Almost 24 minutes of playing time with 11.8 points, 1.9 rebounds, and decent shooting (33% on three-pointers) don't look bad at all. Most importantly, there was no adjustment period needed. Bacon came in and fitted in right away.

From which player or a team do you expect the biggest improvement in the second part of the season?

Orazio: Regarding the teams, I expect an improvement from Bayern Munich. Andrea Trinchieri is one of the best coaches in Europe, and I believe he can put his team in a better situation in this second part of the season.

Bayern is not a super deep team, but they have a good structure and an excellent combination of younger players and veterans. Their schedule is pretty favorable in the next few weeks, and they're not so far away from the playoff positions.

Darun Hilliard, so far, has turned himself into the top guy of the team, and I believe that his leadership will have an important role for the team going forward. For the players, I believe that Simone Fontecchio might have a great second part of the season.
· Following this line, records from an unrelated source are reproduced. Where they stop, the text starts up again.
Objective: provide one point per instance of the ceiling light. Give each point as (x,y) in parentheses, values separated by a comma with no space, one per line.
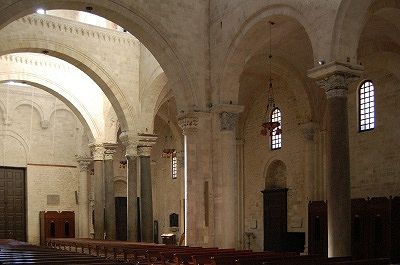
(41,11)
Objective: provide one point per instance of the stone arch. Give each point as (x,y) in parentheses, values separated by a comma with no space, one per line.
(47,85)
(237,56)
(351,19)
(134,19)
(88,65)
(275,175)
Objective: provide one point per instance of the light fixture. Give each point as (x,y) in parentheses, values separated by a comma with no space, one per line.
(269,126)
(41,11)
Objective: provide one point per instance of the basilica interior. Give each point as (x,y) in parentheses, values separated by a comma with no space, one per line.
(247,124)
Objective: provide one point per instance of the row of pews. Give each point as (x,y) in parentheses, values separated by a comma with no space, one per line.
(149,254)
(16,252)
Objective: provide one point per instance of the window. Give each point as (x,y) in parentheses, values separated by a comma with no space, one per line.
(174,166)
(276,136)
(367,106)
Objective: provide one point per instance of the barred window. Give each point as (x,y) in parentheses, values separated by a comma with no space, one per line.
(366,106)
(276,136)
(174,166)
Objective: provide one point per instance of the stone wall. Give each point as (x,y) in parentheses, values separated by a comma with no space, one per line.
(47,150)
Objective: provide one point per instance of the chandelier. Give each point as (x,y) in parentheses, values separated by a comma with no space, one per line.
(168,149)
(270,127)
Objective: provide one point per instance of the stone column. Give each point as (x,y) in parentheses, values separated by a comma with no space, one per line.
(83,203)
(98,181)
(109,191)
(131,167)
(146,196)
(308,130)
(226,181)
(334,78)
(197,144)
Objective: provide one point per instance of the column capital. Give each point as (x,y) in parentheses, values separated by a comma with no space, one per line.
(83,162)
(188,123)
(130,141)
(146,142)
(309,129)
(335,77)
(97,151)
(109,150)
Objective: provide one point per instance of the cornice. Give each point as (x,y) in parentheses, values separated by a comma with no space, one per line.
(79,28)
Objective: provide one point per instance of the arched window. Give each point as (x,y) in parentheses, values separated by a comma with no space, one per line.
(366,106)
(276,136)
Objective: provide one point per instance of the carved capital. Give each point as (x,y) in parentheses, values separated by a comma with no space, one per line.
(109,151)
(97,151)
(228,120)
(83,162)
(144,150)
(130,142)
(188,124)
(335,77)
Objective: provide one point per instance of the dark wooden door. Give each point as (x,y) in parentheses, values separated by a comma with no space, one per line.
(359,228)
(395,244)
(121,218)
(275,219)
(317,228)
(12,203)
(379,240)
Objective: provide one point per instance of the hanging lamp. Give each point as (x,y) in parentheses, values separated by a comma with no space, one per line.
(269,126)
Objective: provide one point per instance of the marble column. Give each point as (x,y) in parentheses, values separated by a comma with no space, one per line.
(110,221)
(83,198)
(308,130)
(146,194)
(197,144)
(334,78)
(226,181)
(98,181)
(131,167)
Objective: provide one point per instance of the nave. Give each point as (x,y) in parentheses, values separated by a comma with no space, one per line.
(86,251)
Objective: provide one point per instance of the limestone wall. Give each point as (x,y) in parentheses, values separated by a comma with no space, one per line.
(47,150)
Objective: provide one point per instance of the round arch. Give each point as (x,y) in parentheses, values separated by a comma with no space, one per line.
(134,19)
(88,65)
(35,105)
(238,52)
(80,111)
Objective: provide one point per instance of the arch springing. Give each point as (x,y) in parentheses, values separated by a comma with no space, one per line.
(366,106)
(276,135)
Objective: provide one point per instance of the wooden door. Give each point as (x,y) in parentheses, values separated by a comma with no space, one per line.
(317,228)
(395,216)
(379,240)
(275,219)
(12,203)
(359,228)
(121,218)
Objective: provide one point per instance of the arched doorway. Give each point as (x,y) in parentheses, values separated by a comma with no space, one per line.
(275,207)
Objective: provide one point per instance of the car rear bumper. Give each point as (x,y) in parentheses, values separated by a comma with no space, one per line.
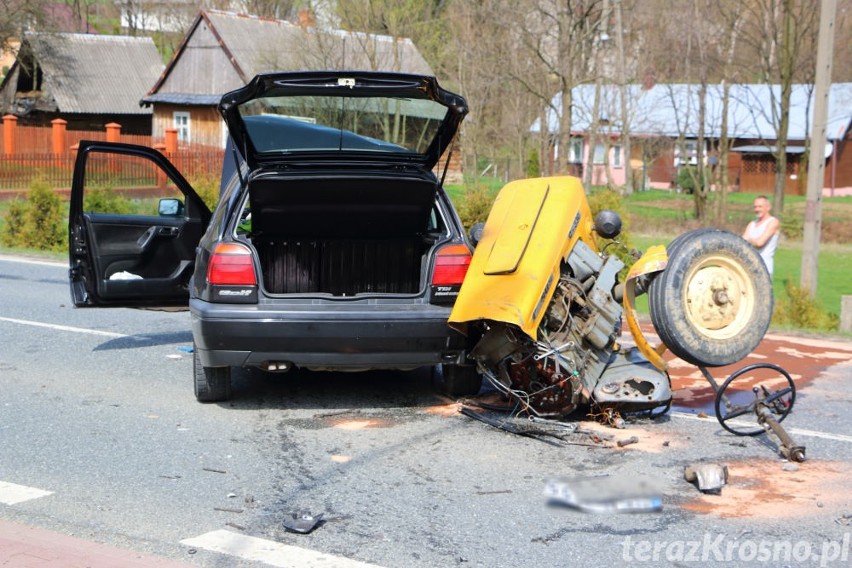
(345,337)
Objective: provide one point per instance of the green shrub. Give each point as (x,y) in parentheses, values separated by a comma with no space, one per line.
(206,185)
(106,200)
(13,223)
(38,222)
(533,168)
(475,205)
(800,309)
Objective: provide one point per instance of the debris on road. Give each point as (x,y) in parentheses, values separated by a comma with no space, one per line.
(548,431)
(301,522)
(605,494)
(710,477)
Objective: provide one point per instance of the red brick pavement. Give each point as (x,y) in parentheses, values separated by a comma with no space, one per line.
(22,546)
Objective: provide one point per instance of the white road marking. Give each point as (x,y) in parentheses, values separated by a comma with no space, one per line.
(270,552)
(11,493)
(754,426)
(32,261)
(64,327)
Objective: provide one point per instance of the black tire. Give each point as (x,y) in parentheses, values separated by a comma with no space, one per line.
(460,380)
(712,304)
(212,384)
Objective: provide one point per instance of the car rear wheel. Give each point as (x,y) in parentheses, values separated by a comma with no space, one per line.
(212,384)
(712,304)
(460,380)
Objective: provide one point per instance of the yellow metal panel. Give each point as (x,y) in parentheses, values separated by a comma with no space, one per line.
(654,260)
(514,237)
(518,297)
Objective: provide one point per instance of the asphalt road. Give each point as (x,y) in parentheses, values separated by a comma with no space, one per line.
(101,439)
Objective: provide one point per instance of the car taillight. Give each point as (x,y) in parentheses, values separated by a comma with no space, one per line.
(451,265)
(231,265)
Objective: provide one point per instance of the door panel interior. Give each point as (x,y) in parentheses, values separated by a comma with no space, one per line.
(127,249)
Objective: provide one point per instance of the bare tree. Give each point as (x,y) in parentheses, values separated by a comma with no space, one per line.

He has been good already, especially after the first few weeks, but he probably went through too many ups and downs so far - games in which he wasn't really able to contribute that much offensively. So, personally, I expect more consistency from him in the second part of the season.

Uygar: Despite all of their problems with stability, I think Baskonia will make a huge leap in the second part of the season to force their chances in the playoffs. They have a dynamic roster and a proven, experienced coach hungry for success.

They need to sort out this awkward situation with Wade Baldwin (he is underproductive for some reason), but if they can, Baskonia can break a lot of hearts with a run-n-gun style high-tempo basketball.

Credit D.Repečka

Giorgos: Having referred to Dwayne Bacon, I really expected more of another former NBA player with EuroLeague experience - Elijah Bryant.

At first, the ex-Maccabi guard-forward was one of Anadolu Efes's best players, posting double-digits in his first four games with the reigning champs. It all went downhill from there.

Bryant's playing time was reduced from over 20 to 15 minutes or even less, while his outside shooting is simply awful. The 2021 NBA champ didn't make a single 3-pointer in eight straight games, going 6/29 in 14 games with Efes.

Bryant has been more or less invisible so far, but that can change in the second half of the season as Efes will gear up to defend their titles. Overall, the Turkish side has been the living proof of the small distance between underachiever and powerhouse.

They were last in the 2017-18 standings, then made it to their first Final Four in 18 years, and a new era was born. Last season, they had a similar record (8-9) as this year (9-9).

Many were counting them out as valid Final Four contenders. Efes went in-form when it mattered, lifting their first-ever EuroLeague in Cologne. Now, it remains to be seen whether they will prove the recent EuroLeague GM survey wrong and level up. In my opinion, they are clearly the team with the biggest upside.